Immerhin bezeichnet Bischof Bätzing Evangelisierung als den „Grundauftrag der Christen“. Jedoch: „Wir spüren, dass er in unseren gesellschaftlichen Kontexten in besonderen Herausforderungen steht, die einfache Wege gar nicht mehr möglich machen.“ Nun dürfte bereits ein Neuntklässler mit einem Blick ins Geschichtsbuch feststellen können, dass ausnahmslos jede Epoche und jeder gesellschaftliche Kontext seine eigenen „besonderen Herausforderungen“ bietet. Es bedarf einer gewissen Geschichtsvergessenheit, zu meinen, es sei gerade in unserer Epoche so schwierig, das Evangelium zu verkünden, dass es nur über die Leugnung bestimmter Glaubensinhalte geht. Was hätten die Christen in der NS-Zeit dazu gesagt?

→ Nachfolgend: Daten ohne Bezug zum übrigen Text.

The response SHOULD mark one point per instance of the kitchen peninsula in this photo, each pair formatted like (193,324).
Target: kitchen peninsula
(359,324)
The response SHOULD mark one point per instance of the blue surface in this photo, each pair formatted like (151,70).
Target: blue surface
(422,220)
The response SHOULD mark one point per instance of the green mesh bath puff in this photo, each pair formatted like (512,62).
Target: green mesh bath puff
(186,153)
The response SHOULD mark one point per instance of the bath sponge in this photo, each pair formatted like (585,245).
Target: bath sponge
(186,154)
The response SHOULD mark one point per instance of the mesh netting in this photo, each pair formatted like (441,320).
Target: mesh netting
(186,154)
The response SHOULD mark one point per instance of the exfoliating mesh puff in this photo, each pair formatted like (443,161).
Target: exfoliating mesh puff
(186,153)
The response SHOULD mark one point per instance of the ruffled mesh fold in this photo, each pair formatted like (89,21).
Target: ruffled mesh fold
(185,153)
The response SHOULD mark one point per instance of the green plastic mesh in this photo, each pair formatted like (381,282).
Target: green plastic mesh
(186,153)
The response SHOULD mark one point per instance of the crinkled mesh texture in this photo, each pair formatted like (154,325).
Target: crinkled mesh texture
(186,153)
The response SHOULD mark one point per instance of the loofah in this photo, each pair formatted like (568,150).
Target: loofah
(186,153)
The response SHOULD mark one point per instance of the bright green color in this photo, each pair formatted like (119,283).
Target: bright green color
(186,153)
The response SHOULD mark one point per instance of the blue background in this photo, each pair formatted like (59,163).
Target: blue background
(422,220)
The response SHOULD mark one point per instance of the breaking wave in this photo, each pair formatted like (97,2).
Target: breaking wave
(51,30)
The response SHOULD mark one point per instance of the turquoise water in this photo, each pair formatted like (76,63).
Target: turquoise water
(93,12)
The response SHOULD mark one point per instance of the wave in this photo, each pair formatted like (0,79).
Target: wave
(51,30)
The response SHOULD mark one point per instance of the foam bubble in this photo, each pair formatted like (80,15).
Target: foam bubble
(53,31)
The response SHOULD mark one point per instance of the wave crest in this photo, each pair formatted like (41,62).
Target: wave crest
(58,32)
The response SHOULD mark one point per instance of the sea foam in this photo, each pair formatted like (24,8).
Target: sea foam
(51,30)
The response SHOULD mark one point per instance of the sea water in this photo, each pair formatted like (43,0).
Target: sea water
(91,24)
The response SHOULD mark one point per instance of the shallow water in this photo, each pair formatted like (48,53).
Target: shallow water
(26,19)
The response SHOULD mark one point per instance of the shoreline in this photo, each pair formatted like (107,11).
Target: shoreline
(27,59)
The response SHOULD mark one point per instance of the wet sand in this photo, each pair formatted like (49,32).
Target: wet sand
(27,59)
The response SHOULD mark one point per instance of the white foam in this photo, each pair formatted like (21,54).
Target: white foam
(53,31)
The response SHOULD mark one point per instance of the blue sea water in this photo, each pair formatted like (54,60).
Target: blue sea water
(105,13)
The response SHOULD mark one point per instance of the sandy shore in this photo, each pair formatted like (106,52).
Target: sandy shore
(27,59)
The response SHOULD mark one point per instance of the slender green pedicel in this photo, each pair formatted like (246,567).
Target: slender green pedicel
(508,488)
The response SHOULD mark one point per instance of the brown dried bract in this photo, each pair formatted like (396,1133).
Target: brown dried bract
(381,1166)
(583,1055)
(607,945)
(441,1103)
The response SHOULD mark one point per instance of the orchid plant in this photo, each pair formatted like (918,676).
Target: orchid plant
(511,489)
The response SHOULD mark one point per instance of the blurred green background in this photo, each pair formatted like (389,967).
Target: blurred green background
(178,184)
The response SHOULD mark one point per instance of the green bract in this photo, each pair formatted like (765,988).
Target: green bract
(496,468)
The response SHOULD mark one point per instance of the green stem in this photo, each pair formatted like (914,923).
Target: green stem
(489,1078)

Oder im Kommunismus? Und heute die Christen in China, in Indien, in islamischen Ländern? Hält es sie davon ab, das Evangelium zu verkünden?

Weiter meint Bischof Bätzing: „Wir müssen darüber nachdenken, wie es uns gelingen kann, das wunderbare Evangelium von der Erlösung durch Jesus Christus den Menschen nahezubringen.“ Mit Verlaub, fragt sich der mündige Christ, was haben denn die Bischöfe bisher gemacht? Das „etwas einfach“ des DBK-Vorsitzenden entpuppt sich als völlige Ratlosigkeit darüber, wie eben jener Grundauftrag der Kirche in die Tat umzusetzen ist. Dabei muss das Rad nicht neu erfunden werden. Jetzt hieße es, mit einer gewissen Prise Demut von denen zu lernen, die in Deutschland und in der Welt bereits sehr wohl erfolgreich evangelisieren – an Beispielen mangelt es nicht. 

Oft heißt es in synodalen Kreisen, erst müsse die Missbrauchskrise mit entsprechenden strukturellen Reformen und lehramtlichen Änderungen gelöst werden, bevor die Kirche wieder „glaubwürdig“ evangelisieren könne. Doch die Kirche ist nicht wegen ihres perfekten Apparats anziehend, ja, noch nicht einmal wegen besonders tugendhafter Amtsträger – wobei die sicherlich nicht schaden. Im Letzten ist das Evangelium selbst die einzige langfristige Lösung auch der Missbrauchskrise. Und da stellt sich die Frage: Glauben wir wirklich, dass das Evangelium das Herz der Menschen, auch der Verbrecher und Vertuscher, berühren und verändern kann? In Umkehr und Buße den einzig gangbaren Weg zu kirchlicher Veränderung zu sehen, dafür braucht es eine gewisse gläubige Einfachheit, die in den Augen der säkularen Welt nach Naivität aussehen kann. Unterkomplex halt. 

Vertrauen in das Wirken des Heiligen Geistes

Diesen unverständig-mitleidigen Blick, den sich auch Paulus von den Griechen schon gefallen lassen musste, wollen die obersten Glaubensverkünder heute nicht mehr aushalten, scheint es. Doch genau diese Einfachheit und ein kindliches Vertrauen in das Wirken des Heiligen Geistes bräuchte es. „Bitten wir den Heiligen Geist, er möge uns auf diesem synodalen Weg nach dem Beispiel der Urkirche führen, denn ,sie hielten an der Lehre der Apostel fest und an der Gemeinschaft, am Brechen des Brotes und an den Gebeten‘“, schrieb Nuntius Eterović in seinem Grußwort zur DBK-Herbstvollversammlung 2022. Ja, so einfach ist es.